Technical deployment is the easy part. Governance, liability, and clinical workflow integration determine whether AI actually helps.

AI & Governance
AI & Governance7 min readFebruary 5, 2026Selah Digital Team

Why Technical Readiness Is Not the Bottleneck

Health systems have access to increasingly capable AI models for clinical decision support, documentation assistance, prior authorization automation, and diagnostic screening. The cloud infrastructure exists. The APIs are documented. The models perform well in benchmarks. Yet the vast majority of health systems that pilot clinical AI never reach sustained production use.

The bottleneck is not technical. It is governance. Specifically, it is the absence of clear answers to questions about clinical accountability, bias monitoring, workflow integration, and regulatory alignment. These questions are not optional. They determine whether a clinical AI deployment improves outcomes or creates institutional risk.

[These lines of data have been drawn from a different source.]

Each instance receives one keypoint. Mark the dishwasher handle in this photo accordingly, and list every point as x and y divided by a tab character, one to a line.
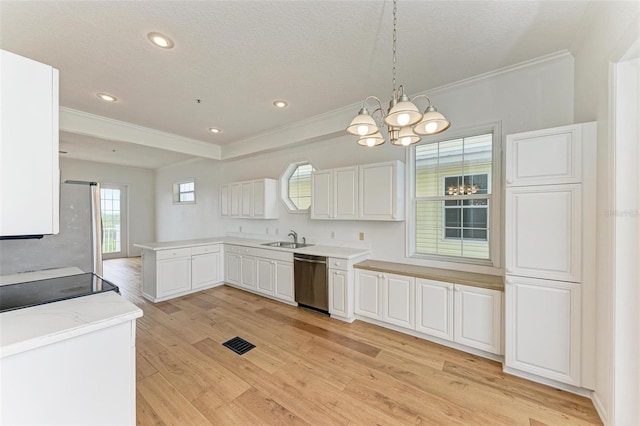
299	259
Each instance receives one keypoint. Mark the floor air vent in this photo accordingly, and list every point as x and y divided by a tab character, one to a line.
239	345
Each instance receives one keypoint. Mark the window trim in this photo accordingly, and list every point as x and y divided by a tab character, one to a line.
176	191
284	186
495	217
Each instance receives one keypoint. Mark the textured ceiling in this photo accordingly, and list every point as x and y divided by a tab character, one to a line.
239	56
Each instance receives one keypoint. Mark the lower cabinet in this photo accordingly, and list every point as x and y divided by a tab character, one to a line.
543	320
268	272
478	318
434	308
170	273
467	315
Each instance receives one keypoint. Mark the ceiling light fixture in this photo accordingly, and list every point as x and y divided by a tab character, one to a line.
106	97
160	40
405	124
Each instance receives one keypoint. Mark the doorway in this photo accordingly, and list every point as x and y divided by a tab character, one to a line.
113	208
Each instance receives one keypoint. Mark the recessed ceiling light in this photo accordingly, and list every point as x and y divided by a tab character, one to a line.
106	97
160	40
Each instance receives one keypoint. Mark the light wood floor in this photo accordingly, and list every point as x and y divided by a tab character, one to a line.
309	369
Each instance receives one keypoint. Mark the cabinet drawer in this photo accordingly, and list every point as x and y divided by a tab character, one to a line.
213	248
335	263
169	254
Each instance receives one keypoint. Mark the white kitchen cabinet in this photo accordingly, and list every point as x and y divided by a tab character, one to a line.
543	320
236	200
398	300
369	293
434	308
381	191
284	281
246	203
265	276
338	293
545	157
478	318
205	266
173	272
256	199
29	170
334	194
544	232
225	200
248	267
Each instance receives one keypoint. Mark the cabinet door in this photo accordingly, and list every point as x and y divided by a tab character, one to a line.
248	274
345	190
225	200
232	269
246	206
205	270
265	275
478	318
398	300
29	171
542	157
434	308
381	191
173	275
322	195
543	321
258	200
284	281
338	296
369	293
544	232
236	199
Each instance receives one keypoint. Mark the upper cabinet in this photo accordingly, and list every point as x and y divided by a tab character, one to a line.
29	171
367	192
256	199
544	157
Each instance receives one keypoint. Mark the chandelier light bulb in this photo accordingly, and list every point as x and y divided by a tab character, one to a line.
431	127
403	119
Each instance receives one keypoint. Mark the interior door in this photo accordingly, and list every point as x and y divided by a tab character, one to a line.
113	209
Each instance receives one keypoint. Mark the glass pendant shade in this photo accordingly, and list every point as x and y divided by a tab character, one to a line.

Organizations that treat AI deployment as a technology project will pilot endlessly. Those that treat it as a clinical governance initiative will reach production.

Clinical Accountability and the Liability Question

When an AI model recommends a clinical action and a clinician follows that recommendation, who holds accountability for the outcome? This question has not been definitively settled by regulation, and it varies by state, payer contract, and institutional policy.

Health systems deploying clinical AI must establish internal policy that defines the AI as a decision support tool, not a decision maker. This distinction must be documented in clinical protocols, communicated through training, and reinforced in the user interface. If the system presents AI output in a way that suggests definitive clinical guidance rather than supportive information, the liability exposure increases substantially.

The governance framework should specify how AI recommendations are presented to clinicians, under what circumstances a clinician can override the AI, and how those overrides are documented for quality assurance and model improvement.

Bias Monitoring as an Ongoing Obligation

Clinical AI models trained on historical data inherit the biases present in that data. This is well-documented in the literature and has real consequences for patient populations that were underrepresented or systematically disadvantaged in training datasets.

A governance framework for clinical AI must include bias monitoring that is continuous, not one-time. This means defining metrics for differential performance across demographic groups, establishing thresholds that trigger review, and assigning accountability for remediation when bias is detected. Many health systems perform a bias assessment before deployment and then stop monitoring. This is insufficient.

Workflow Integration Determines Adoption

The most clinically accurate AI model in the world will fail if it interrupts clinical workflow rather than supporting it. Deployment teams must work directly with end users to understand where AI output fits into existing workflows, how it should be surfaced in the EHR or care coordination platform, and what the expected response time is.

CDS Hooks and SMART on FHIR provide standardized mechanisms for surfacing AI-driven decision support within EHR workflows. But the technical integration is only half the challenge. The other half is ensuring that the timing, presentation, and clinical relevance of the AI output match the cognitive workflow of the clinician who will use it.

Governance must include a clinical workflow validation process that tests the AI integration with actual users in realistic scenarios before production deployment.